It has been determined that education is the end all solution to all the ailments of the country. If students are unable to read, it is the school’s fault. If a student drops out of school, it is the school’s fault. If a nation does not know their patriotic duty, it is the school’s fault. If there is violence occurring nowhere near a school campus on a Saturday night, it is the school’s fault. If a student fails a course, it is the school’s fault. However, if a school is doing well, and if a group of students are exceeding expectations, the system, or the educational program, is working. The school is the blame if something goes wrong, but sees very little praise when it is doing well. So for what reason does the teacher continue to work in the thankless job? Why do we tirelessly plan, grade, and teach, only to receive flak for the barriers and red tape that the system places in our way?
On Wednesday afternoon, I had my first, “THIS is why I’m here!” moment. The lesson itself was not anything special. In fact, it was a simple lecture, overhead graphing, and “teacher acting dumb to get students to think through the process” type of lesson. However, the lights went on in the students’ heads, and it was evident they “got” it. This first “AH HA!” moment was a landmark moment, as I cheered their success and they congratulated me for explaining the concepts well. It was the first moment the class as a whole and I just “clicked”. We knew that, as a class, we had become one…and we were happy.
Granted that lightening has yet to strike twice, this was a moment to celebrate, but also contemplate and think through as well. Knowing that, as a teacher, I faced many of the same barriers and red tape that most schools do; I had just gotten through to the students…that nothing had gotten in my way. I wondered what the secret was. I wondered what it was that I did that helped me reach the students. In truth, I had not done anything out of the ordinary except one thing: I had let the students guide me. I had let go of control and allowed students to tell me what they had learned and teach the concepts back to me. I allowed them to take control of their own learning, and they exceeded my expectations.
The teacher dooms him or herself to failure if he or she is unwilling to give up the total control in a classroom he or she wishes to have. There are stories of teachers, past and present, that have completely lost their classes because they are unwilling to listen to their students, tailor lessons to their students, and give students power over their own education. When a teacher takes on all responsibility and all privilege of making classroom and educational decisions, they must also take total responsibility of the failures that are possible in the classroom. However, if the teacher is willing to give students power over their own education, leaving them to make personal choices (while training them to make good ones), the student shares the burdens and responsibilities of their own successes and failures. Doing our very best to guide their learning and giving them skills to teach, learn, and study, if students simply do not take the responsibility of their own learning, the flak falls on them.
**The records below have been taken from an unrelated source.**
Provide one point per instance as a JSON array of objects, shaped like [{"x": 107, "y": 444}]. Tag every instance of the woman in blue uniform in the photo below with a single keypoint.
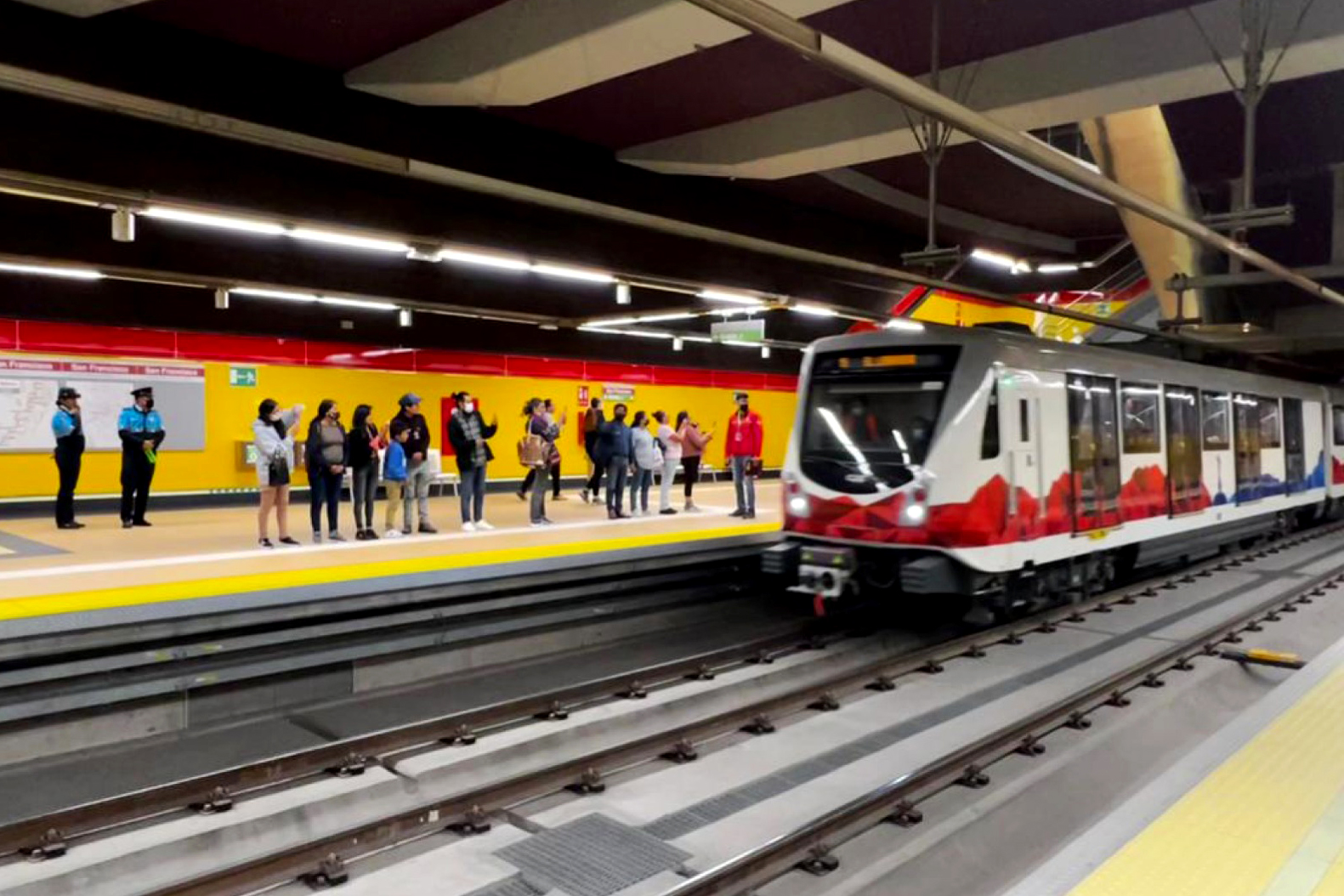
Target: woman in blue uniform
[
  {"x": 67, "y": 426},
  {"x": 141, "y": 433}
]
Education revolves around the students. As much as teachers, administrators, politicians, and parents all want to take credit for the successes of education, both the successes and failures need to be accredited in part to the student. If we take the burden completely off them, and place them on the teachers, schools, and system, we end up with students who do not feel the consequences of their choice not to take control of their learning. As teachers, even if the rest of society tells us it is our fault students are not doing well, we need to take the risk of allowing students to take control of their own education, and responsibility for their own triumphs and failures.